Earlier in the day, Federal Reserve Chairman Jerome Powell, who was renominated to his position by Biden, broke with the president’s preferred inflation narrative and told lawmakers that the steep rise in prices had begun before Russia invaded Ukraine.
“No, inflation was high before — certainly before the war in Ukraine broke out,” Powell said during a Senate Banking Committee hearing.
Sen. Bill Haggarty (R-TN), who had asked Powell the question about rising prices, responded that he was “glad to hear” Powell say that. “The Biden administration seems to be intent on deflecting blame,” Haggarty added.
When Powell’s comments were played for Sperling during his interview, the senior adviser didn’t budge, claiming there was nothing “contradictory” about Powell and Biden’s differing views on inflation.
“Jake, that is clearly correct, and that is not contradictory with anything this president said,” he told CNN’s Jake Tapper.

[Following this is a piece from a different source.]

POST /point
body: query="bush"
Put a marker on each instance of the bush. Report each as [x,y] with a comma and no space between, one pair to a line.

Despite Sperling’s insistence otherwise, the Biden administration has for months referred to the out-of-control rise in prices as the “Putin Price Hike.” Earlier this month, after inflation increased from 8.3% to 8.6% in May, the president released a statement telling Americans that “Putin’s Price Hike hit hard in May here.”
Recent polling shows that only 11% of Americans believe Biden’s claim that the war in Ukraine is to blame for sky-high gas prices. In contrast, 52% of those polled put the responsibility on the president and his regressive energy policies.